Apareceu depois com uma rabeca. Músico primitivo, tirava acordes muito simples das cordas e, ainda assim, agradava o ouvinte. A música tem esse poder. Por mais simples, acalma, suaviza o cansaço, os ânimos e os espíritos mais ásperos. Ele, que já era Pedro Xerô, Pedro das Vassouras, ganhou uma terceira identidade: Pedro da Rabeca, ou melhor, Pedro da Rebeca, porque prevaleceu a corruptela com que o povo se referia ao instrumento.
Incorporou a arte também como meio de vida, alternando, conforme o dia, com o trabalho anterior, de vendedor de cabos de vassoura. Recebia o equivalente à boa vontade do ouvinte. Não era pedinte. Poderia ser chamado de artista de rua se, naquele tempo, tal expressão existisse. Era simplesmente, Pedro, agora também, Pedro da Rabeca.

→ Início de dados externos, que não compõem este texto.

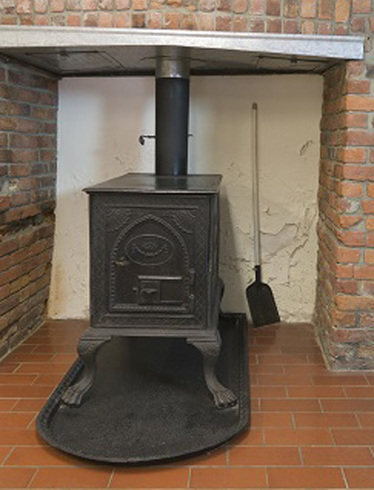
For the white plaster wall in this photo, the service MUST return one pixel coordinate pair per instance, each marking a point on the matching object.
(99, 124)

Em suas andanças, Pedro não descuidava de, de vez em quando, parar em uma bodega, das muitas que havia no percurso usual, para experimentar uma cachacinha. Uma pausa também, talvez, para uma conversa, embora ele fosse de natureza um tipo calado. Porque também para essa convivência existiam aqueles estabelecimentos.
Um dia, almoçou na casa de uma pessoa conhecida na cidade. Isso era algo comum, pois onde morava na época era zona rural e demandava uma viagem a pé até a área urbana onde ele exercia seu ofício. Naquele dia, para o almoço fora preparada uma cavala, peixe dos mais apreciados, mas tido como “carregado”, ou seja, de consumo impróprio para pessoas sensíveis a alguma de suas proteínas, ou em associação com alguma outra coisa. Depois do almoço alguém lhe disse para não “beber” depois de comer cavala, pois “fazia mal”. O conselheiro não tinha ideia da extensão do conselho. Mostrando determinação de não partir tão cedo, consta que Pedro, daí em diante, nunca mais pôs na boca uma gota da branquinha. Foi a única vez, certamente, que a ignorância beneficiou alguém, de algum modo.